Thursday, February 24, 2011

Cue the Laugh Track


Ok, enough of the serious stuff. You'd think I spend my time worrying about a sick child or ruminating on the profound responsibility of motherhood.

The truth is that most of the time, I just laugh.

Because my baby? She's f-u-n-n-y.

Behold:

At some point in our diligent efforts to teach Hadley to share, she learned the word "turn." So now when she wants her daddy or me to do something, she yells with glee, "Daddy's turn!" or "Mommy's turn!" It's her not-very-subtle way of trying to boss us around.

So Jason and I take turns doing all sorts of stuff, like cutting apples into slices and helping her put on her red rain boots so she can stomp around the house. But it's almost always "Mommy's turn" when it comes time to change a stinky diaper.

Today, the conversation went like this:

Jason: "Hadley, do you have poo-poos?"

Hadley: "Nope."

Jason: "Hadley?" (With his best serious daddy face.)

Hadley: "Yup." Pause. She spinned toward me, threw open her arms, and yelled: "Mommy's turn!" Like I've just won the lottery. Jason puts a dime in her piggy bank every time it happens. She's going to be able to afford Harvard by the time she's 10. Too bad I'd never let her enroll there.

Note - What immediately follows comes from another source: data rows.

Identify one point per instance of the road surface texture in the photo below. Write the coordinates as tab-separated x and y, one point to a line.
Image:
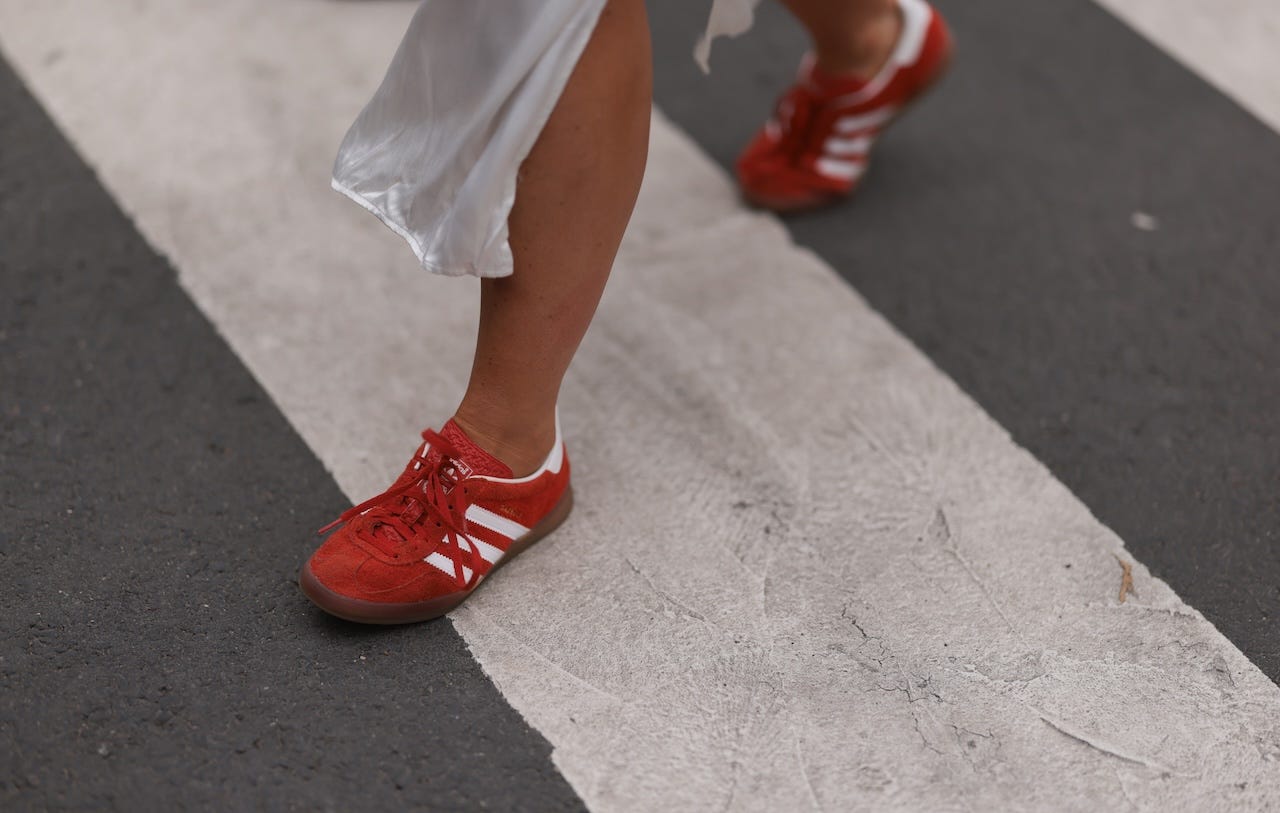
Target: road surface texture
855	489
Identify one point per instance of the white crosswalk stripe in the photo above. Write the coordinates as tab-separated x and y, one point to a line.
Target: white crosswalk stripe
851	574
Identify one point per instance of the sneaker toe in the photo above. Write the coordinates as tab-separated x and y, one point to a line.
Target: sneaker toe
343	566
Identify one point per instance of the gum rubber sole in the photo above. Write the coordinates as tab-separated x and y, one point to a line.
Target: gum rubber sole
380	612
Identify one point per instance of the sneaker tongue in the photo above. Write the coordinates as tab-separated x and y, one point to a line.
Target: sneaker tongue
474	457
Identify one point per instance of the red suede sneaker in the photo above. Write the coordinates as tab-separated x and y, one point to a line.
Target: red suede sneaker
816	147
419	549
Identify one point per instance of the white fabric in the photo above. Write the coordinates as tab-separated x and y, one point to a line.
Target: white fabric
435	151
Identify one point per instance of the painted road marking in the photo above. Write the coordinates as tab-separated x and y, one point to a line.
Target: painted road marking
850	589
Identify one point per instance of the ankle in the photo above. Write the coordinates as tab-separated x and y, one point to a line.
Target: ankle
522	447
863	50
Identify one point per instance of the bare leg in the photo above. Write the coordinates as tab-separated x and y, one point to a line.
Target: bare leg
574	200
853	37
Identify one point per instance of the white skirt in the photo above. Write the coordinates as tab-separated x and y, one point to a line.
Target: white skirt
434	154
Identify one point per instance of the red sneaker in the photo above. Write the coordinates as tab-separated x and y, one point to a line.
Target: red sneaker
816	147
419	549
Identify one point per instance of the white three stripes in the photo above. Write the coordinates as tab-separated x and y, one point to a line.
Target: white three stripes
498	524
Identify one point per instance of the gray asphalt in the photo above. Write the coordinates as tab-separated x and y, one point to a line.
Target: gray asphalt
155	653
995	231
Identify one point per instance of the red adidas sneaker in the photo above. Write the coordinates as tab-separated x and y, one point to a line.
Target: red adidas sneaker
419	549
816	147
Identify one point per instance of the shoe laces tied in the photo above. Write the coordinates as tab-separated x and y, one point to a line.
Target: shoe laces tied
795	115
430	491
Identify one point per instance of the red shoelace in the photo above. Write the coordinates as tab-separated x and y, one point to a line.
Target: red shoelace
430	493
795	114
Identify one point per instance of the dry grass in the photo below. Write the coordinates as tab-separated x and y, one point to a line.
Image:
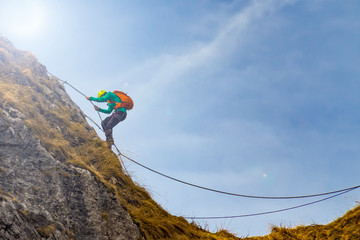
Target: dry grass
73	143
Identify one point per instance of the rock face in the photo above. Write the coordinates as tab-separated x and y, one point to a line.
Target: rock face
42	196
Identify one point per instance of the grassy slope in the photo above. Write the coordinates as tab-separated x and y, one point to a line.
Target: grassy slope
73	141
345	228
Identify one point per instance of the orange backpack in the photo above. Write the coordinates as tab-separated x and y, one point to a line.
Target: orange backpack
126	101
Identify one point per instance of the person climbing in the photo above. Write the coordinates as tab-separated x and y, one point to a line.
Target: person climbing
119	102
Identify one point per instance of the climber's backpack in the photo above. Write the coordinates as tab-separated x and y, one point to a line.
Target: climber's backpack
126	101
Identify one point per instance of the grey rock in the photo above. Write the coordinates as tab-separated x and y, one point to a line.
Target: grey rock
42	197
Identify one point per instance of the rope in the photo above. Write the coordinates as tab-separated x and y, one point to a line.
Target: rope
65	82
338	192
271	212
236	194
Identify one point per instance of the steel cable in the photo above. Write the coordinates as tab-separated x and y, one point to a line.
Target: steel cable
337	192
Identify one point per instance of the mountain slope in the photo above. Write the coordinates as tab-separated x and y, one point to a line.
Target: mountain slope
57	180
345	228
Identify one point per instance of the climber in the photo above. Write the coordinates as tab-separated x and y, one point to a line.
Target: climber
118	101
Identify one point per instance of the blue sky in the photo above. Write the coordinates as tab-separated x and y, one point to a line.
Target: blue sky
253	97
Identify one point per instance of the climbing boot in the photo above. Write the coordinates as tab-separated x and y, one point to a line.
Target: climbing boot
109	143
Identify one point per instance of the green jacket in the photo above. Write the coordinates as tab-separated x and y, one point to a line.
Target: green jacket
109	96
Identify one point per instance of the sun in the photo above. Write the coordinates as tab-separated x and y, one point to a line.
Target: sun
27	19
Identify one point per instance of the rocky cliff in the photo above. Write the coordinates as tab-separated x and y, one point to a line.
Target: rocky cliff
57	180
41	194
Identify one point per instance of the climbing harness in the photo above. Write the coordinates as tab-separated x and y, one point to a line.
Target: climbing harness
120	155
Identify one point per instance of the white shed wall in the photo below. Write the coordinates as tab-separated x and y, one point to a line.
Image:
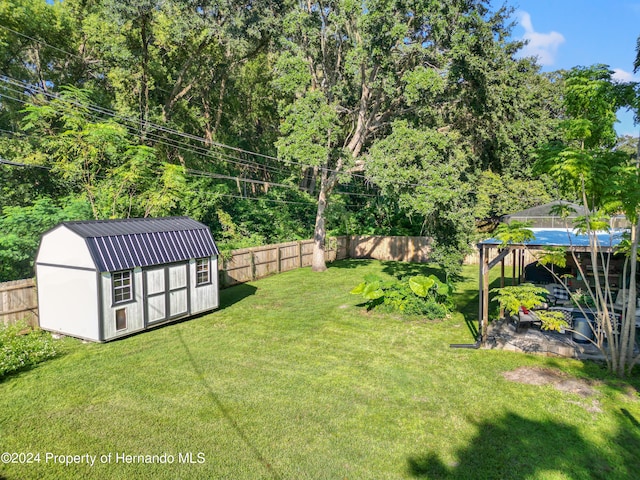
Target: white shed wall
204	297
63	247
68	301
134	309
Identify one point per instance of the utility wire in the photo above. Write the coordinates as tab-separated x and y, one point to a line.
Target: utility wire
203	152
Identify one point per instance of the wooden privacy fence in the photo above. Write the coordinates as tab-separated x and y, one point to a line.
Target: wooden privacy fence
18	300
249	264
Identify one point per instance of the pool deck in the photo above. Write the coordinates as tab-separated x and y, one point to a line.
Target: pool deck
503	336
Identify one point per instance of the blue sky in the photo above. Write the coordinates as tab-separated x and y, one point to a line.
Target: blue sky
567	33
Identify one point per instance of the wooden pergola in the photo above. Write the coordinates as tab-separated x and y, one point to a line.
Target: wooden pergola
493	252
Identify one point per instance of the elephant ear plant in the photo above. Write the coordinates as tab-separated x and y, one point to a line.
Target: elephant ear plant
511	299
417	295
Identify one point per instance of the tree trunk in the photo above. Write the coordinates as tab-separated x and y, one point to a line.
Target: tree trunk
318	263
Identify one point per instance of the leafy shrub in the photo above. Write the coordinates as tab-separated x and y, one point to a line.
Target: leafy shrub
416	295
22	347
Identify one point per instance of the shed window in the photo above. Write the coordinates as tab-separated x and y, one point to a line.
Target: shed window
122	290
121	319
203	271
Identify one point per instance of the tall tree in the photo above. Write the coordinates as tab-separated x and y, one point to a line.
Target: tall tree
358	59
586	166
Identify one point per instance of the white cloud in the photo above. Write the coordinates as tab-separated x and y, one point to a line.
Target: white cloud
544	46
623	76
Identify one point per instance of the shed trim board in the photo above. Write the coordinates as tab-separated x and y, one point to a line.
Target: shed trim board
161	255
543	237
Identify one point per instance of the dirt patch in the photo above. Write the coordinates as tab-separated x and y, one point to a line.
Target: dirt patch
549	376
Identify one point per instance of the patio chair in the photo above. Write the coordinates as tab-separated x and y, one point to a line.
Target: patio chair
558	295
525	319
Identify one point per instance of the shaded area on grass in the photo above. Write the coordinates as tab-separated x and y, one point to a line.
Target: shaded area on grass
517	447
215	399
235	294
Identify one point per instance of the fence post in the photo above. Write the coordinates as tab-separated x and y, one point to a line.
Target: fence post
278	259
252	262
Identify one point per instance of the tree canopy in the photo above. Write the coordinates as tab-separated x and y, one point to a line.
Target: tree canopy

When she's not assigning "turns," she's maneuvering for "treats." Jason and I were chatting about the grocery list the other day while Hadley sat nearby, and he said to me, "Do you need anything else?" Just as I was getting ready to say no, Hadley piped up:

"Oh! Daddy?" She poked her first finger in the air, like a tiny British professor. "Treats. Yiddle." (That's "little" for those of you not living with an almost-two-year-old.) Jason laughed so hard, he nearly fell over--which just encourages her, of course. He came home with sorbet. Sucker.



From the annals of Rather Embarrassing, she calls men "guys" and identifies what they're doing, always prefaced by a little, almost inaudible "oh," as if she's mildly offended. Yesterday at the park, she pointed and said, "Oh, guy. Walking." At the grocery store, it was "Oh, guy. Talking. Phone." At the mall, "Oh, guy. Eating."

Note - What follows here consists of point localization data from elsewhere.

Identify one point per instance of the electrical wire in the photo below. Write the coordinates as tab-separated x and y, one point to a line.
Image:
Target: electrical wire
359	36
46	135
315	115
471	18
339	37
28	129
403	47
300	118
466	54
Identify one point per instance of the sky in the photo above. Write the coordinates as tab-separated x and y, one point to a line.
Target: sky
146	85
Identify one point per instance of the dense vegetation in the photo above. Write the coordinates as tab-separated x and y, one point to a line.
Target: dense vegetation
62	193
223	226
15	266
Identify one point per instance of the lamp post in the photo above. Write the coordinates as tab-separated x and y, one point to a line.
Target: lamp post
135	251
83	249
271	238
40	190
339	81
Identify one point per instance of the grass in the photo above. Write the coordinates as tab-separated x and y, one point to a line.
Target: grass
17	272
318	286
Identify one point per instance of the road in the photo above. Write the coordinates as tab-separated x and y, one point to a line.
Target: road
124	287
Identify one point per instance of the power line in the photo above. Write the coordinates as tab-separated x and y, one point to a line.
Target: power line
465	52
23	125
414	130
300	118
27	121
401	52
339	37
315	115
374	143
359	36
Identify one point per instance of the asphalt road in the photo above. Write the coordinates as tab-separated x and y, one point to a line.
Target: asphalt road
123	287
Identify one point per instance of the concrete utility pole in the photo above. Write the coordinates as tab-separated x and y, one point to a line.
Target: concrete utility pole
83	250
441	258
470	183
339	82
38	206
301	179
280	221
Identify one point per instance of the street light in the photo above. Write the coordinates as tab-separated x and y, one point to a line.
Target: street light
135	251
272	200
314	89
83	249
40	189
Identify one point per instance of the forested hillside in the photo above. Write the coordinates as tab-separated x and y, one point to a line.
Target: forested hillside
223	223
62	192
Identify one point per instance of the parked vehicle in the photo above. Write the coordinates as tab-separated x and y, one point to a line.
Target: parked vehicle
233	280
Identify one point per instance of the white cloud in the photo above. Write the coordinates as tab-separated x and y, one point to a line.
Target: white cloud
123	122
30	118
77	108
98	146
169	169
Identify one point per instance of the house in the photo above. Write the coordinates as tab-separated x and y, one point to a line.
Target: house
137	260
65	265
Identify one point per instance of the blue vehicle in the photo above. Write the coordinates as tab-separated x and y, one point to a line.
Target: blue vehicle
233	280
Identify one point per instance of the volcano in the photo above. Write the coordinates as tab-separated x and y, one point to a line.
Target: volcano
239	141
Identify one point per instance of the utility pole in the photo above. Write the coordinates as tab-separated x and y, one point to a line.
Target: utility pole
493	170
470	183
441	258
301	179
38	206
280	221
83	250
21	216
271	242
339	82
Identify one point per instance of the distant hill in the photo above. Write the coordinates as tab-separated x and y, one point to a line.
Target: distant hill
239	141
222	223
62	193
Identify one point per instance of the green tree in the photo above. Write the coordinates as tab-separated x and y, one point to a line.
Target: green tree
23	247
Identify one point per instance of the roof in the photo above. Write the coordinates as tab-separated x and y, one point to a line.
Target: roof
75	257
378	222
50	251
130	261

Of course, all women are mommies, and Hadley likes to review exactly who is a girl and who is a boy. "Daddy. Boy. Mommy. Girl. Hadley. GIRL!" (She's very excited about that one.) Then she goes through Mumsie and Granddaddy, Papa and Grandma, Auntie and Graham, and everyone else in her little world. She almost always gets them all right. How did she learn that?

I'm blown away by how quickly her imagination is growing. Her new favorite game is "lions coming." (Hadley so dubbed it.) As you might guess, we pretend that lions are coming to get us, so we have to run around the house like total maniacs and then hide in Mommy's bed or under a blanket on the couch. Then we have to go find the lions, tell them "no, no, lions," and then run away again. She absolutely must hide her toes from the lions. I thinks that's probably a good strategy and shows that she's a fabulous problem-solver. (How would you run away from lions if you didn't have toes?)

She sings all the time. Last night before bed, she was stuck on "Old MacDonald," which goes like this: "Oma Donut had a farm, E-I-E-I-O. On a farm, had some cows. Moo-moo here. Moo-moo here." Repeat. Forty-eight times. We know she's done when she yells, "Yea!" Then we have to clap.

I could regale you with 20 more tales of Hadley-isms. They happen faster than I can record them. (Seriously. Does any mother have time to record her child's early years in a baby book? If you're one of those moms, you're officially banished from this blog.)

I'm grateful for her quirky sense of humor and brilliant imagination. It is good to laugh because the stakes of motherhood are high. I do spend a lot of time thinking about how Hadley is growing and whether we're doing the right things, and what if she gets another infection, and when she says her eyes are itchy, does that mean the infection has spread, and why won't she eat meat or green beans, and will she ever stop hating having her hair washed, and what if something really awful happened to one of us? Because the stakes are high--so, so high. Motherhood is serious business.

Until we have to run away from the lions. Then, it's just plain fun.



2 comments:

  1. How your blog brings back memories! I agree, there are too many to record them all, but trust me, you will remember each and every one! And they will either bring a laugh or a tear, but what joy! Hadley, you are amazing!